My partner and I started a brand new business that we were excited to open in a newly revitalized, high-foot-traffic restaurant & retail district in one of Portland's premier destination neighborhoods. Although the nearly 2000sqft space was an unfinished "clean slate" it was more prepped for a restaurant tenant than a retail-friendly storefront. One of two furnaces (?!) hung clumsily down into the middle of it. It was also a tunnel, attached on both sides to other buildings, so natural light was very limited.
Kim of Maven Interiors quickly took stock of the space. Within a week of learning what our goals were for creating a bright, "anti-office-feeling" environment suitable for up to 25 people to be working efficiently (as well as a retail-friendly entry) she came up with an attractive, dimensioned floorplan. Her idea to bring light through the space was to design partitioned offices with panels of glass installed the last 2 vertical feet of each wall, which carried the natural south-facing exposure all through them. After several more succinct, productive discussions, we were excited to have a product that needed very little architect input to be submissible for permitting, and one with an eye to minimizing construction costs for the contractors who bid the work.
Once we selected a general contractor, Kim and/or her staff were onsite frequently to insure the work was progressing to plan, including many interactions with subs who sometimes needed her focus to stay on track. She also sourced several local artists for mural and custom panel art that she directed, concept-wise, and made the process a collaboration with our input as well! The end results were an injection of "beauty with purpose" which is to say that the images were colorful and creative, yet reflective of both the nature of our business and our connection to - and love of - the Pacific Northwest.
The other fun part was finalizing the furniture pieces and colors. Kim gave us a lot of great options she felt could work, but not so many flavors that we glazed over or felt overwhelmed. She arranged for us to test the office chairs, and carefully researched the appliances we would need to fit a small kitchen area properly without blowing the budget.
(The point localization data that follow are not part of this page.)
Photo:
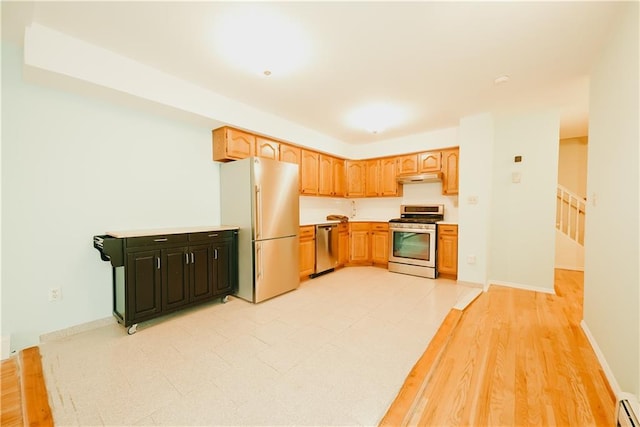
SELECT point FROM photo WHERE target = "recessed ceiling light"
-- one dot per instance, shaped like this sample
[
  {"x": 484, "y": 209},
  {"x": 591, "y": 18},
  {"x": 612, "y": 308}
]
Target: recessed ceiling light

We ended up with an inviting, beautiful "anti-office space" that nevertheless functions well for the almost 30 people who now work in it - some have dedicated desks, some come in less frequently and plug in at a communal table that comfortably accommodates 10. Although the art is prominent and the design eye-catching, Kim also made sure it was very clear what kind of business we were. Consequently, we attract many walk-in visitors who turn into clients, and who love the transparency and the sleek design elements. Many more passersby simply gawk from the sidewalk and snap photos! How cool is that?!